The Province of Silesia (German: Provinz Schlesien; Polish: Prowincja Śląska; Silesian: Prowincyjŏ Ślōnskŏ) was a province of Prussia from 1815 to 1919. The Silesia region was part of the Prussian realm since 1742 and established as an official province in 1815, then became part of the German Empire in 1871. In 1919, as part of the Free State of Prussia within Weimar Germany, Silesia was divided into the provinces of Upper Silesia and Lower Silesia. Silesia was reunified briefly from 1 April 1938 to 27 January 1941 as a province of Nazi Germany before being divided back into Upper Silesia and Lower Silesia.

Breslau (present-day Wrocław, Poland) was the provincial capital.

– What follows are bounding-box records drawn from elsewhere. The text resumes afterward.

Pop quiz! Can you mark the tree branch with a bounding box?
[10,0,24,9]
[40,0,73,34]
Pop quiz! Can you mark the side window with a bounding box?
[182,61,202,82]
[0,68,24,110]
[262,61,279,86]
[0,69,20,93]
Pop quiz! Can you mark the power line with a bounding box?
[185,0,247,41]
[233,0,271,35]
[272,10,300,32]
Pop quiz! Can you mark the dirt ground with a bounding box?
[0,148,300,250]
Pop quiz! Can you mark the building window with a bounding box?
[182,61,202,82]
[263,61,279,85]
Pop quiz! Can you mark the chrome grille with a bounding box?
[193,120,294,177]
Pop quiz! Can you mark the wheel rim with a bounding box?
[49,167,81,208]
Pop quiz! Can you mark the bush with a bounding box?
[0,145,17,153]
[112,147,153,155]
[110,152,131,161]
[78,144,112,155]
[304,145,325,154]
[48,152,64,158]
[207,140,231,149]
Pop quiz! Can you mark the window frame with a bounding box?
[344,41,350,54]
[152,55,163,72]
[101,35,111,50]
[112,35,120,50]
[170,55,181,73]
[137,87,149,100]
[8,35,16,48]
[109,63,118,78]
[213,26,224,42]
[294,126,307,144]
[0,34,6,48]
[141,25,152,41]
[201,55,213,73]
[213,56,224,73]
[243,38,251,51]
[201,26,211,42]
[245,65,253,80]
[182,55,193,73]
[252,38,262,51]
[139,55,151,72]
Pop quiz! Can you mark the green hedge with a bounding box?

The territory on both sides of the Oder river formed the southeastern part of the Prussian kingdom. It comprised the bulk of the former Bohemian crown land of Upper and Lower Silesia as well as the adjacent County of Kladsko, which the Prussian King Frederick the Great had all conquered from the Austrian Habsburg monarchy under Empress Maria Theresa in the 18th century Silesian Wars. It included the northeastern part of Upper Lusatia around Görlitz and Lauban (Lubań), ceded to Prussia by the Kingdom of Saxony according to the resolutions of the Congress of Vienna in 1815.

The province bordered on the Prussian heartland of Brandenburg (including the newly acquired lands of Lower Lusatia) in the northwest, and on the Grand Duchy of Posen (Province of Posen from 1848) in the north, i.e. the Greater Polish lands that before the 18th century Partitions of Poland had belonged to the Polish–Lithuanian Commonwealth.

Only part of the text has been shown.